# KRUPS coffee maker



## vagtsio (Oct 12, 2008)

Hi al 

I am after tablets and water filter for my KRUPS coffee maker. any idea where i can buy them?

just to answer the obvious question...no i didn't buy it from here...

any help will be much appreciated...


----------



## Elphaba (Jan 24, 2008)

Have you tried finding out if there is a distributor in the UAE? Google should be your friend, or contact the company's head office to ask if the items are available here.
-


----------



## vagtsio (Oct 12, 2008)

Elphaba said:


> Have you tried finding out if there is a distributor in the UAE? Google should be your friend, or contact the company's head office to ask if the items are available here.
> -


yes i did there is only an e-mail adrress and i've got no response so far... 

hence the thread


----------



## Elphaba (Jan 24, 2008)

vagtsio said:


> yes i did there is only an e-mail adrress and i've got no response so far...
> 
> hence the thread


You get a gold star for trying though.


----------



## hubbly_bubbly (Oct 17, 2010)

you could try here... there's a phone number.

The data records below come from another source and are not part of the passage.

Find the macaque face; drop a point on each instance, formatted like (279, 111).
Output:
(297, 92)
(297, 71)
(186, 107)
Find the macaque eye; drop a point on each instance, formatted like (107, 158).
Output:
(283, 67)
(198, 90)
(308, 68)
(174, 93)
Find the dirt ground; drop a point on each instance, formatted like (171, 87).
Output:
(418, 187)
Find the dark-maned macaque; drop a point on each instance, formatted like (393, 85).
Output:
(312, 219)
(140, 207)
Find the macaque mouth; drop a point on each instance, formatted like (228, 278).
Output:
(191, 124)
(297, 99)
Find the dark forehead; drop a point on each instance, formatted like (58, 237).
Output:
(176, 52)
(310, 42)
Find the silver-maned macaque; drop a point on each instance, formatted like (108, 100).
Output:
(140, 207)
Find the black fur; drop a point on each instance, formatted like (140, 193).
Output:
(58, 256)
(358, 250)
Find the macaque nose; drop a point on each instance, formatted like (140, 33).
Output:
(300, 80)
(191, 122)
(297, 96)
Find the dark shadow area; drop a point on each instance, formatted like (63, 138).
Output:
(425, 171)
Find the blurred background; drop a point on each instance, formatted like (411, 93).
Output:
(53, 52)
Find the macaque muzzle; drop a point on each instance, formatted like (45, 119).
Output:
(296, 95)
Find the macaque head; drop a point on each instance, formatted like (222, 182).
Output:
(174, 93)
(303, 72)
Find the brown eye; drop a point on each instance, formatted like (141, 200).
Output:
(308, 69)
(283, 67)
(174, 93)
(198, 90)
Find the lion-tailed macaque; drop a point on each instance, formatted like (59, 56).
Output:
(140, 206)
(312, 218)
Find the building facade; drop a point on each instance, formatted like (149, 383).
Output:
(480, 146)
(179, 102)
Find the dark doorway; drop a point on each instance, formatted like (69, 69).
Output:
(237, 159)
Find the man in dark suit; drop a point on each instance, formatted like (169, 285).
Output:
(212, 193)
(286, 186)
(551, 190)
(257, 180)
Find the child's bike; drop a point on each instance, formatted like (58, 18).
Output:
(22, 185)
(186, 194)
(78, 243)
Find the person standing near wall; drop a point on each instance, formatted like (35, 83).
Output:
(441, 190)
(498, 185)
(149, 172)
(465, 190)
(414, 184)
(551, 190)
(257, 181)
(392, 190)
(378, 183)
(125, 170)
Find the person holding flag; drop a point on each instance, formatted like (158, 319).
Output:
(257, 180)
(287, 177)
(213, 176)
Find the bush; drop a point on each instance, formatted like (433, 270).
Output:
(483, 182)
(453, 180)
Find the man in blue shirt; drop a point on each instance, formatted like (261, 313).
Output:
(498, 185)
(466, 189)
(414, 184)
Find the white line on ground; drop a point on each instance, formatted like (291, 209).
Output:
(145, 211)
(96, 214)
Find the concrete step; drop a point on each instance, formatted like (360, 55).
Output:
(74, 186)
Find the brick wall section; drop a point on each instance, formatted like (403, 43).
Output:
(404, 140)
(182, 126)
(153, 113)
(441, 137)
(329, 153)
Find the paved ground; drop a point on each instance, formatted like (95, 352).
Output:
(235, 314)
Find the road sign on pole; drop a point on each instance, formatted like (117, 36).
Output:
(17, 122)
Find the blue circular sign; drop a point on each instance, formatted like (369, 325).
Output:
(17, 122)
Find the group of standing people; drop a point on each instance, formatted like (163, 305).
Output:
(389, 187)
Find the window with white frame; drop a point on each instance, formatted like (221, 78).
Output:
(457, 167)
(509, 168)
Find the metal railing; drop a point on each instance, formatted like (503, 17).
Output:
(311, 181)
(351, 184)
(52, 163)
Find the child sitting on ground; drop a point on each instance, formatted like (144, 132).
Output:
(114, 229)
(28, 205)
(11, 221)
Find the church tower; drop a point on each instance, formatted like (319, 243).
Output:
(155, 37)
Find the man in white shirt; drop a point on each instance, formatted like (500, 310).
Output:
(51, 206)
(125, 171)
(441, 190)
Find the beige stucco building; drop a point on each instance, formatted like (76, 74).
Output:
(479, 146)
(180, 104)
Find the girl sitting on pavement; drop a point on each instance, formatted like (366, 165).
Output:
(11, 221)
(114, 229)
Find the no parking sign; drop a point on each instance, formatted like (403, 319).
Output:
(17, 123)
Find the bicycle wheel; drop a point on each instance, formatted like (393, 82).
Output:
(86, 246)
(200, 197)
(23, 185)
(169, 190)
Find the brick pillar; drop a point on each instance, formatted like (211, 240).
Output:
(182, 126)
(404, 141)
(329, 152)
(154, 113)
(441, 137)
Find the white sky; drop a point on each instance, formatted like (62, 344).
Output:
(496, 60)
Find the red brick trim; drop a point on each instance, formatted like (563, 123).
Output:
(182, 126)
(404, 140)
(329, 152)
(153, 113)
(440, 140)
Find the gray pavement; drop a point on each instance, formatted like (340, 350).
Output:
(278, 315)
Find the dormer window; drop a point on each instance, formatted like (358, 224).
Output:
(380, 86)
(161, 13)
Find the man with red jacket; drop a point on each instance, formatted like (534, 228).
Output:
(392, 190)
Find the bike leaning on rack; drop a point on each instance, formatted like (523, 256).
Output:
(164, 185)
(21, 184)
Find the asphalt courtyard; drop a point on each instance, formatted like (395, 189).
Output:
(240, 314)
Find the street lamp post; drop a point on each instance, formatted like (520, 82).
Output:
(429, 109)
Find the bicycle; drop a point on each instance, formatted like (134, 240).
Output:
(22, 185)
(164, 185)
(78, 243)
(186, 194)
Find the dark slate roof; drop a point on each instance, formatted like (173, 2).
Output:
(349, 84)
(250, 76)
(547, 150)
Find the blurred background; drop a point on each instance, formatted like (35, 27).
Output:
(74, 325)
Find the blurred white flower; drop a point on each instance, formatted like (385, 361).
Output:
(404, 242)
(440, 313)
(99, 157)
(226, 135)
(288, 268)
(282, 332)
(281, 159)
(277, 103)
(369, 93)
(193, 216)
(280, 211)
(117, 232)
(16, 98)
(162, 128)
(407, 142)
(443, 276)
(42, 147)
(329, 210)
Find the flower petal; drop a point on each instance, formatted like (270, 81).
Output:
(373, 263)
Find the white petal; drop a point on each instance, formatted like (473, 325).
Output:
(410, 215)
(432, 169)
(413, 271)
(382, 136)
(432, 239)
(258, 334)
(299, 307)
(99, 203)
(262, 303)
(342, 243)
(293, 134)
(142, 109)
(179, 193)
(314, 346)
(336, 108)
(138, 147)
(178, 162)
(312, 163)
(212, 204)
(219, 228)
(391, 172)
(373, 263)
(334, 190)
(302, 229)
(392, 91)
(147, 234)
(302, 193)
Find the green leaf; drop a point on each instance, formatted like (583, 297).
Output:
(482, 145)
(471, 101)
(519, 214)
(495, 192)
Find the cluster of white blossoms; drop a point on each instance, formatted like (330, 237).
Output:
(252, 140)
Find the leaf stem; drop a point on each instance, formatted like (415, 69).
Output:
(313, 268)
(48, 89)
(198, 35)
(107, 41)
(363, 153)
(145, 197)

GENERAL ENTERPRISES COMPANY (GECO) - INDESIT, HOTPOINT, WESTPOINT & KRUPS, Dubai, United Arab Emirates | Electrical and Electronic Appliance, Television, and Radio Set Merchant Wholesalers | AMEinfo.com


----------



## vagtsio (Oct 12, 2008)

i'll give them a call tomorrow and i'll be updating the thread for future reference...

thank you all for the response:clap2:


----------



## furryboots (Jul 31, 2009)

Krups machines are sold over here as Nespresso and they have a shop in The Dubai Mall, Ground Floor, behind The Waterfall.
They sell the capsules which come in packs of 10 and usually have a selection of about a dozen.
As far as i know this is the only place you can buy them in Dubai.
I'd imagine you could get the water filter there as well.


----------



## zin (Oct 28, 2010)

KRUPS machines are also sold in Crate and Barrel in Mirdiff City Center if you've still had no luck.


----------